Dem homöopathischen Gesetz der Ähnlichkeit folgend, doch nur derjenige, der selbst besetzen oder besitzen möchte. Nur das Ähnliche ist in der Lage, uns zu erreichen.

Wer in der Alltäglichen-Wirklichkeit Schwierigkeiten hat, ein Bewußtsein für die ihn schützenden Elemente seines Systems zu entwickeln, sollte möglicherweise gänzlich darauf verzichten, an Aufstellungen teilzunehmen.
 

Die Menschen, die Vorstellungen, die Wirklichkeiten

Der Mensch ist, wie alles, was in dieser Welt lebt, ein äußerst vielschichtiges Wesen und dieser Tatsache sollten wir vermehrt Beachtung schenken. Die Anerkennung der Vielschichtigkeit aller Handlungen und Daseinszustände zeichnet eine Kultur und damit auch die in ihr vorkommenden Therapieformen aus.

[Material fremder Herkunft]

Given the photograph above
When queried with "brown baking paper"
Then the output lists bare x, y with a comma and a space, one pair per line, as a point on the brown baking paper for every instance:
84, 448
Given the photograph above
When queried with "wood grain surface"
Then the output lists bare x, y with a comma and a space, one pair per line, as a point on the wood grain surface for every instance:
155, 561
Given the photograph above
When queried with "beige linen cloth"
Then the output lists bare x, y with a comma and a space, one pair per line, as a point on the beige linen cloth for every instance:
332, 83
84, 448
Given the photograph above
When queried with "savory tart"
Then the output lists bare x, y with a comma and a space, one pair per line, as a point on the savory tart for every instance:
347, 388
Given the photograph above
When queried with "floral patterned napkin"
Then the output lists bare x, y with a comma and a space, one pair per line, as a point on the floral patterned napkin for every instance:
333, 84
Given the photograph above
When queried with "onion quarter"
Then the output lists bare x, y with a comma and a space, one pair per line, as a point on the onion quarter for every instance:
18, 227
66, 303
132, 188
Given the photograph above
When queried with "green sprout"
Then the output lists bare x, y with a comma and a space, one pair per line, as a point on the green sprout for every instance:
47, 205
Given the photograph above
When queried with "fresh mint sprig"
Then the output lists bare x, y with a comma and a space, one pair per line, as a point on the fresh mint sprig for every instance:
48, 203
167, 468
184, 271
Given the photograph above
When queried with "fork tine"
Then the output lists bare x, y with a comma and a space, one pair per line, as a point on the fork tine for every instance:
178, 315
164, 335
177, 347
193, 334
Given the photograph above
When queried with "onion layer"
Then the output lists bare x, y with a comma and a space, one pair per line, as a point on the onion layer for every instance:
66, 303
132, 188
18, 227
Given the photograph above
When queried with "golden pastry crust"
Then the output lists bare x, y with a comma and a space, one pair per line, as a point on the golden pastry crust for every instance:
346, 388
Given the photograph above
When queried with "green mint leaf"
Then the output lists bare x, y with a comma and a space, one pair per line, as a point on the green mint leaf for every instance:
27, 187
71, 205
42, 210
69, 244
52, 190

Für eine ganze Weile haben wir gedacht, daß unsere Kultur eine Art Krönung menschlichen Daseins auf dieser Welt darstellt, doch zunehmend müssen wir erkennen, daß die alten Völker über Zugänge und Wissen zum Leben und zum Erhalt dieses Planeten verfügten, die in ihrer Fülle einzigartig und unverzichtbar sind.

Schamanische Aufstellungen sind EINE Möglichkeit, die in unserem Leben anstehenden Konflikte unter Zuhilfenahme von Informationen aus einer anderen Wirklichkeit zu betrachten.

Sie helfen uns, die Mythen, die wir zu unserem Leben entworfen haben, nochmals neu zu überdenken und somit zu gestalten. Denn erstens ist alles anders und zweitens, als wir es uns gedacht haben.